Ned Land was a Canadian, with an uncommon quickness of hand, and who
knew no equal in his dangerous occupation. Skill, coolness, audacity,
and cunning he possessed in a superior degree, and it must be a cunning
whale or a singularly “cute” cachalot to escape the stroke of his
harpoon.

Ned Land was about forty years of age; he was a tall man (more than six
feet high), strongly built, grave and taciturn, occasionally violent,
and very passionate when contradicted.

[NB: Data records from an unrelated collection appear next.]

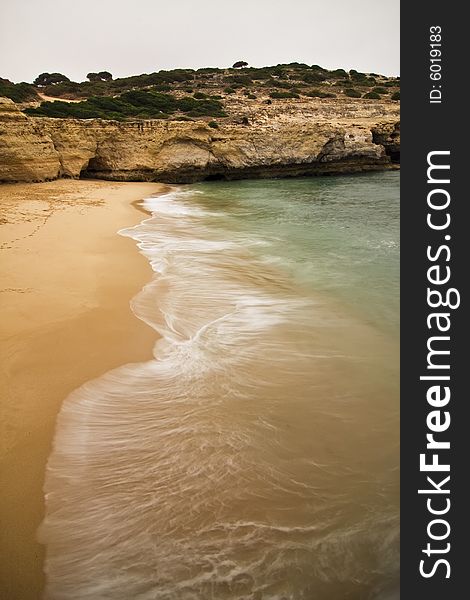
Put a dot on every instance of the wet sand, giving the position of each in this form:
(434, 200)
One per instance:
(65, 285)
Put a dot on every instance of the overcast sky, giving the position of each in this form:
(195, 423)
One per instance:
(131, 37)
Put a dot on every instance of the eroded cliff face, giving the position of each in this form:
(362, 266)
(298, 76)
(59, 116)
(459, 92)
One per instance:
(293, 138)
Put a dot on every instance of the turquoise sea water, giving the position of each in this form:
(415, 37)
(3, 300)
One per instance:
(256, 456)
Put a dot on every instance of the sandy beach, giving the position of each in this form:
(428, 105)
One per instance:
(66, 281)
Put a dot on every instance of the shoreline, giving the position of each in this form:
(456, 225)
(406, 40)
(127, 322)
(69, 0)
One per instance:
(66, 284)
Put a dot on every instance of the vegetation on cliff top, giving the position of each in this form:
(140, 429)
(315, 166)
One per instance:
(136, 104)
(207, 92)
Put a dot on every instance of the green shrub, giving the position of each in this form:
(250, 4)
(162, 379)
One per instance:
(352, 93)
(50, 78)
(279, 95)
(320, 94)
(371, 96)
(283, 85)
(240, 79)
(18, 92)
(134, 104)
(313, 77)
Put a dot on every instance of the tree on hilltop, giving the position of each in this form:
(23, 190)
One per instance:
(50, 79)
(101, 76)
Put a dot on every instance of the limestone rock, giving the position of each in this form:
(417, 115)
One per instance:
(305, 137)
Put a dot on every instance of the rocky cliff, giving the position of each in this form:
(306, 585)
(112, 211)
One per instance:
(294, 137)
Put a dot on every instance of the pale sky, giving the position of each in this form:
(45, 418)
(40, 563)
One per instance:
(131, 37)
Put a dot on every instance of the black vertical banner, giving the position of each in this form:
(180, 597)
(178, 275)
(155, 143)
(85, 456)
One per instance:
(435, 257)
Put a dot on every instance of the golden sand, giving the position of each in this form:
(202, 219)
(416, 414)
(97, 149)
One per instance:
(66, 281)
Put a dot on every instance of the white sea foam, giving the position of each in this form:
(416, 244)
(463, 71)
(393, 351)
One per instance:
(217, 469)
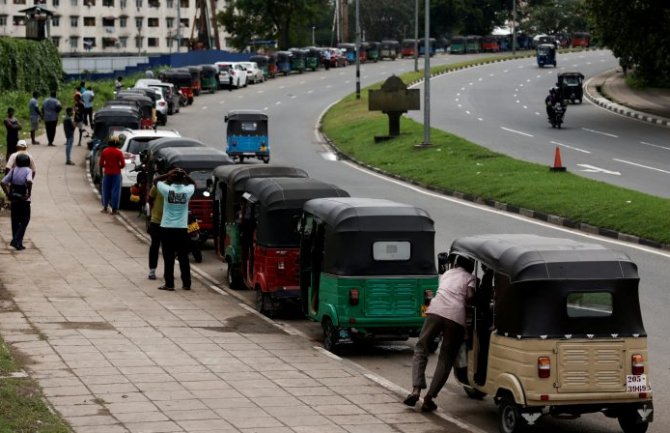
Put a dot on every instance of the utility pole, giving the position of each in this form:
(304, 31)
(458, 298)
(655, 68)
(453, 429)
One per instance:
(416, 35)
(426, 76)
(358, 50)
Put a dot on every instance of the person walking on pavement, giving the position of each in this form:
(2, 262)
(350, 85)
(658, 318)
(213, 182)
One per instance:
(21, 148)
(68, 128)
(35, 115)
(50, 109)
(154, 229)
(177, 189)
(446, 315)
(17, 185)
(111, 162)
(87, 97)
(13, 127)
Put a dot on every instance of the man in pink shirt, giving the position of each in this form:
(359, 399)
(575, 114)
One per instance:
(446, 315)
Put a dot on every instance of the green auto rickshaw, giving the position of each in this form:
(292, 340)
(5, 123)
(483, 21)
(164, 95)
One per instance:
(367, 268)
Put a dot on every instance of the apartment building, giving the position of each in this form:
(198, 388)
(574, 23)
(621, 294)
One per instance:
(112, 27)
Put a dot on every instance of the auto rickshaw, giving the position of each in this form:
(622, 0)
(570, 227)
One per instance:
(209, 78)
(182, 80)
(312, 58)
(196, 82)
(247, 135)
(269, 242)
(367, 268)
(349, 51)
(570, 86)
(389, 49)
(283, 62)
(407, 48)
(198, 162)
(297, 60)
(373, 51)
(546, 55)
(227, 186)
(555, 329)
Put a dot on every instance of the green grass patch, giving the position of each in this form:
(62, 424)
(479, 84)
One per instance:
(455, 164)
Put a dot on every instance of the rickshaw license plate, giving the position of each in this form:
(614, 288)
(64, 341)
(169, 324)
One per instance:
(637, 383)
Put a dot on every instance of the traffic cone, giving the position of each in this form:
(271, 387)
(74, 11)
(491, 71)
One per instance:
(558, 165)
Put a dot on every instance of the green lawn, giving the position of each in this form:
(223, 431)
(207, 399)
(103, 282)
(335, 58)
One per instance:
(454, 164)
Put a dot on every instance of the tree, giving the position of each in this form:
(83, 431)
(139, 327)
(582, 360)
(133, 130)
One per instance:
(288, 21)
(636, 32)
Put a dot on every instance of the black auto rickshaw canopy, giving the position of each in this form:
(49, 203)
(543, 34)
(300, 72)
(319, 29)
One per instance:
(365, 236)
(278, 204)
(109, 118)
(229, 181)
(538, 278)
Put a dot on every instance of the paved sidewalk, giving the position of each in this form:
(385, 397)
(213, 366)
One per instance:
(114, 354)
(609, 90)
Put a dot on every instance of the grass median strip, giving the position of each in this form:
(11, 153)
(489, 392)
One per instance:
(455, 164)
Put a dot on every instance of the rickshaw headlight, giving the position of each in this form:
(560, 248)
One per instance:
(637, 362)
(543, 367)
(353, 296)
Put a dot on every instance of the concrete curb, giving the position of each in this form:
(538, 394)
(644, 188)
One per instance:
(592, 94)
(506, 207)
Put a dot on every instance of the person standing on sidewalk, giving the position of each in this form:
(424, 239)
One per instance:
(35, 115)
(154, 229)
(50, 109)
(111, 162)
(446, 315)
(17, 185)
(68, 128)
(13, 127)
(21, 148)
(177, 189)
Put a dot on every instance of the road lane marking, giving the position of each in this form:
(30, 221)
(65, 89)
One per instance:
(655, 145)
(593, 169)
(607, 134)
(516, 132)
(570, 147)
(623, 161)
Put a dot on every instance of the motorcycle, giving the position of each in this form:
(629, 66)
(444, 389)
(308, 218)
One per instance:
(556, 119)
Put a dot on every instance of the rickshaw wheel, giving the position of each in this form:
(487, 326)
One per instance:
(628, 424)
(509, 418)
(329, 335)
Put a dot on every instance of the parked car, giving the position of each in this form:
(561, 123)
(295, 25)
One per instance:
(231, 74)
(254, 73)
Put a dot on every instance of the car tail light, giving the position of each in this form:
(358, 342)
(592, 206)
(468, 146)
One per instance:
(353, 296)
(427, 296)
(637, 362)
(543, 367)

His person attracted attention,
but above all the boldness of his look, which gave a singular
expression to his face.
“And why this powerful organisation?” demanded Ned.
I cast a last look at the man-of-war, which was putting on steam, and
rejoined Ned and Conseil.

“We will fly!” I exclaimed.

“Good!” said Ned. “What is this vessel?”

“I do not know; but, whatever it is, it will be s

In [35]:
print(len(docs))

4


In [36]:
prompt_template = """
Answer the question based only on the supplied context. If you don't know the answer, say you don't know the answer.
Context: {context}
Question: {question}
Your answer:
"""
prompt = ChatPromptTemplate.from_template(prompt_template)

In [39]:
chain = (
    {"context": retriever, "question": RunnablePassthrough()}
    | prompt
    | llm
    | StrOutputParser()
)

In [41]:
result = chain.invoke("What is the Nautilus?")
display(Markdown(result))

The text does not mention the Nautilus, therefore I cannot answer the question. The text does not describe the Nautilus.